"Yes, and I promised that I wasn't going to tell."
"But that's so silly. Suppose now that I was really keen on her. For all you know, or I, for that matter, I may have seen her walking about the town and thought her jolly pretty without knowing who she was."
"And I'm damned certain you haven't. You told me that you didn't take any interest in girls."
"No, but really, honest, man, I may have seen her. Only this morning as I was going down to Fort's after breakfast I saw an absolutely ripping girl, and I believe it was me she smiled at. It's very likely her."
"Yes, yes, I dare say, but——"
"Oh, come on, do tell me, and I promise you I'll come and see her; honest, I will."
But at that moment the roll-bell issued its cracked summons.
"If you don't run like sin you'll be late for roll-call, and that'll finish everything," Roland said, and Brewster turned and sprinted across the courts.
Roland walked back to his study in a mood of deep self-satisfaction. He was carrying an extremely difficult job to a triumphant close. It did not occur to him that the rôle he filled was not a particularly noble one and that an unpleasantly worded label could be discovered for it. He was living in the days of unreflecting action. He did, or refrained from doing, the things he wanted to do, without a minute analysis of motive, but in accordance with a definite code of rules.
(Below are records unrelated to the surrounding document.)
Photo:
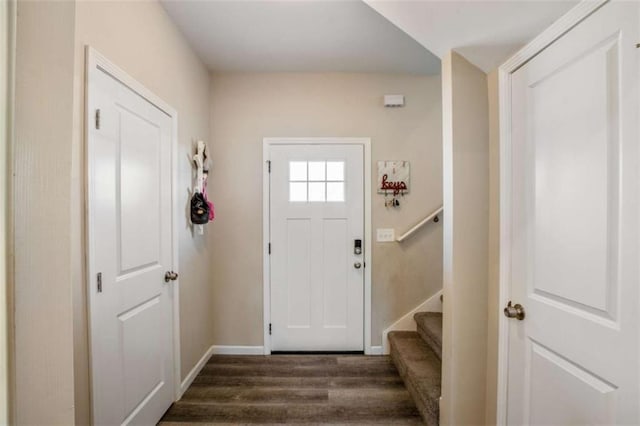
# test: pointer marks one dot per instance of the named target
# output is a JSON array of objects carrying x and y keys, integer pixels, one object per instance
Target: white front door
[
  {"x": 317, "y": 269},
  {"x": 130, "y": 246},
  {"x": 573, "y": 359}
]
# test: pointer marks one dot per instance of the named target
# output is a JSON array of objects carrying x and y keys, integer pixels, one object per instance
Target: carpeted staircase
[{"x": 418, "y": 358}]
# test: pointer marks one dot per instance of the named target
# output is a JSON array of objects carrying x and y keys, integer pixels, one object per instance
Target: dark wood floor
[{"x": 289, "y": 389}]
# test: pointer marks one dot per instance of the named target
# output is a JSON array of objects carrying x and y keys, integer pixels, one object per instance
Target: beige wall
[
  {"x": 42, "y": 188},
  {"x": 7, "y": 63},
  {"x": 140, "y": 38},
  {"x": 466, "y": 209},
  {"x": 245, "y": 108},
  {"x": 494, "y": 249}
]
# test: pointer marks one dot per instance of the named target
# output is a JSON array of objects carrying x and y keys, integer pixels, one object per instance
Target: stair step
[
  {"x": 420, "y": 369},
  {"x": 430, "y": 329}
]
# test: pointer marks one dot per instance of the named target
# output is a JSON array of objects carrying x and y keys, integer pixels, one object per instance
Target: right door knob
[{"x": 515, "y": 311}]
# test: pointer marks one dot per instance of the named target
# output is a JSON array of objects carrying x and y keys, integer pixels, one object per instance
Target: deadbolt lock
[{"x": 515, "y": 311}]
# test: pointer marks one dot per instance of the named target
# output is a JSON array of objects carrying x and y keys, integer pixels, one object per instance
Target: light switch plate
[{"x": 385, "y": 235}]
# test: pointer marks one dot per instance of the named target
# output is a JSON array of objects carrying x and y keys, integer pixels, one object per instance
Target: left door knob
[{"x": 170, "y": 276}]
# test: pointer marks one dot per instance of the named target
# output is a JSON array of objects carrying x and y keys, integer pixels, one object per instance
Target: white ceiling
[
  {"x": 484, "y": 32},
  {"x": 298, "y": 36}
]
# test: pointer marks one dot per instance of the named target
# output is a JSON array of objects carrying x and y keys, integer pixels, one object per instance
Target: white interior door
[
  {"x": 130, "y": 246},
  {"x": 317, "y": 274},
  {"x": 573, "y": 359}
]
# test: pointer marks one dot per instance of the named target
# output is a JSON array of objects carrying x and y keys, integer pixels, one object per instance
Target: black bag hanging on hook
[{"x": 199, "y": 209}]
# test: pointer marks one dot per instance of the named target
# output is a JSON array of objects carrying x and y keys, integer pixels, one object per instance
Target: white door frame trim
[
  {"x": 266, "y": 219},
  {"x": 572, "y": 18},
  {"x": 93, "y": 59}
]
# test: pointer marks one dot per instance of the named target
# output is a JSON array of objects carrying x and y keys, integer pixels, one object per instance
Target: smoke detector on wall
[{"x": 393, "y": 101}]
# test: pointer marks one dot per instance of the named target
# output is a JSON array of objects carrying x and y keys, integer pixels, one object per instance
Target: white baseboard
[
  {"x": 237, "y": 350},
  {"x": 195, "y": 371},
  {"x": 375, "y": 350},
  {"x": 406, "y": 323}
]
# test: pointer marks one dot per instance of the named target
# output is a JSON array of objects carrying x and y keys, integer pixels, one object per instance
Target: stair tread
[
  {"x": 420, "y": 368},
  {"x": 430, "y": 329}
]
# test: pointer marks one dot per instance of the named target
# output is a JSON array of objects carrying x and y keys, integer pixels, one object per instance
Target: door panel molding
[
  {"x": 266, "y": 234},
  {"x": 96, "y": 62},
  {"x": 505, "y": 73}
]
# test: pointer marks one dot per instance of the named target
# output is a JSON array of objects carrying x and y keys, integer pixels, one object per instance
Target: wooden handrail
[{"x": 420, "y": 224}]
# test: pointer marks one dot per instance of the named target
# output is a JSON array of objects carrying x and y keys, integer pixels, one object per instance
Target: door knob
[
  {"x": 515, "y": 311},
  {"x": 170, "y": 276}
]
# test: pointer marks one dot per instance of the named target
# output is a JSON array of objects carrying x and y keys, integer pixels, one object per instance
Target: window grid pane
[{"x": 316, "y": 181}]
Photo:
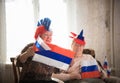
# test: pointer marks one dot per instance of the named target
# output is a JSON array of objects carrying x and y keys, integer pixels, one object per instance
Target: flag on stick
[{"x": 52, "y": 55}]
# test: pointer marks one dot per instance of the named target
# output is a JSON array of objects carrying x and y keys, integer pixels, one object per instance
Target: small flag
[
  {"x": 53, "y": 55},
  {"x": 106, "y": 67},
  {"x": 89, "y": 68}
]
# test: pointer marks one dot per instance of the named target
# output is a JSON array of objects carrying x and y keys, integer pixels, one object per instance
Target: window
[{"x": 21, "y": 27}]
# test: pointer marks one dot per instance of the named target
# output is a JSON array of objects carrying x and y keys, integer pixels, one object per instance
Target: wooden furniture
[{"x": 16, "y": 70}]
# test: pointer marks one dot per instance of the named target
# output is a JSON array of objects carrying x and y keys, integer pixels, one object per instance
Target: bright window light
[
  {"x": 20, "y": 26},
  {"x": 56, "y": 10}
]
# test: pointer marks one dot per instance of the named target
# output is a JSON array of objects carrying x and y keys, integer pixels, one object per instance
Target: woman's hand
[{"x": 30, "y": 51}]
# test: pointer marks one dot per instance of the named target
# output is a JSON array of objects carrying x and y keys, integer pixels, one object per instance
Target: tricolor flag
[
  {"x": 89, "y": 68},
  {"x": 53, "y": 55},
  {"x": 106, "y": 67}
]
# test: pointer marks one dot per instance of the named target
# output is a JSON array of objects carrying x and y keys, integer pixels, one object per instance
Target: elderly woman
[
  {"x": 84, "y": 64},
  {"x": 35, "y": 72}
]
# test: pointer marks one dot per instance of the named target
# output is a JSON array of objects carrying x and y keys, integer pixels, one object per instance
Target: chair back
[{"x": 16, "y": 70}]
He lived his life as he played cricket. There were rewards and there were penalties. If you hit across a straight long hop you ran a chance of being leg before, and if the ball hit your pad you went straight back to the pavilion. You played to win, but you played the game, provided that you played it according to the rules. It did not matter to Roland what the game was. And the affair of Betty and Brewster was a game that he was winning fairly and squarely.
Next morning he achieved victory. He met Brewster during break and presented his ultimatum.